Advancements in monoclonal antibody production technologies are significantly enhancing the quality, consistency, and specificity of CK20 antibodies. Key technological developments include:

  • Recombinant antibody production: Moving away from hybridoma-based production to recombinant expression systems improves consistency and reduces lot-to-lot variation. Recombinant rabbit monoclonal antibodies for CK20, such as those validated across more than 50 different normal and neoplastic tissues , offer enhanced reproducibility.

  • Animal-origin-free production systems: Modern antibody production utilizes animal-origin-free culture supernatants for protein A affinity purification . This approach reduces potential contaminants and improves consistency while addressing ethical considerations.

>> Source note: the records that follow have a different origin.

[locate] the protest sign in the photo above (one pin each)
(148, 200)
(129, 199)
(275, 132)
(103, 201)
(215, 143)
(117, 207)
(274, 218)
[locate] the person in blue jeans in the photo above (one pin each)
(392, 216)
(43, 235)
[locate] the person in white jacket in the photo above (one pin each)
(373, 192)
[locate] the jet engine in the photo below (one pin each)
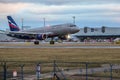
(41, 36)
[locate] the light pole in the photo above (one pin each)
(22, 23)
(74, 19)
(44, 21)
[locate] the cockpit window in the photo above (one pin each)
(72, 25)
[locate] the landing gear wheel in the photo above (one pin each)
(52, 42)
(36, 42)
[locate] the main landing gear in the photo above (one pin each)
(36, 42)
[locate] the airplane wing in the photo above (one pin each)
(30, 35)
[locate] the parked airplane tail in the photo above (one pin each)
(13, 26)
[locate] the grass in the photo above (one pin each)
(72, 55)
(65, 55)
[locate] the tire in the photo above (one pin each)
(52, 42)
(36, 42)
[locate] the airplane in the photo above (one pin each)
(61, 31)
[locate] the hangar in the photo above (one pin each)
(98, 34)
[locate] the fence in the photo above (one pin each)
(29, 70)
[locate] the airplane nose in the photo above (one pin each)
(77, 29)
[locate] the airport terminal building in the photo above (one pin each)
(98, 34)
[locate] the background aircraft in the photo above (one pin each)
(61, 31)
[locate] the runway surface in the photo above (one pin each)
(47, 45)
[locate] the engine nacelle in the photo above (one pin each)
(41, 36)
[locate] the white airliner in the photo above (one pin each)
(41, 33)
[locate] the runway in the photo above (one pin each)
(60, 45)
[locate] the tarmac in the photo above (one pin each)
(58, 45)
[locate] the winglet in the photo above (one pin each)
(13, 26)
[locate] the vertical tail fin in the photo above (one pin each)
(13, 26)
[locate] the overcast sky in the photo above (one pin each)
(91, 13)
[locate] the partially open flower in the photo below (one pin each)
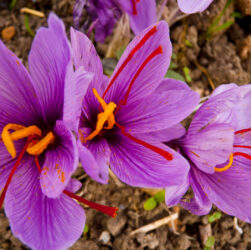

  • Enhanced purification processes: Advanced chromatographic methods optimize monoclonal antibody purification. Design of Experiments (DOE) approaches have demonstrated that streamlined purification processes can maintain high selectivity . These optimized processes contribute to improved antibody performance and consistency.

  • Clone-specific optimization: Comparative studies of different CK20 antibody clones (e.g., Ks20.8 vs. SP33) have identified superior performers for specific applications . This clone-specific knowledge guides researchers in selecting optimal antibodies for their particular applications.

  • Application-specific formulations: Modern CK20 antibodies are formulated in specialized buffers (e.g., 50% Glycerol/PBS with 1% BSA and 0.09% sodium azide) that enhance stability and performance across different applications.

These technological advances collectively contribute to more sensitive, specific, and reproducible CK20 antibodies for research and diagnostic applications. The continued evolution of production methods promises further improvements in antibody performance and consistency.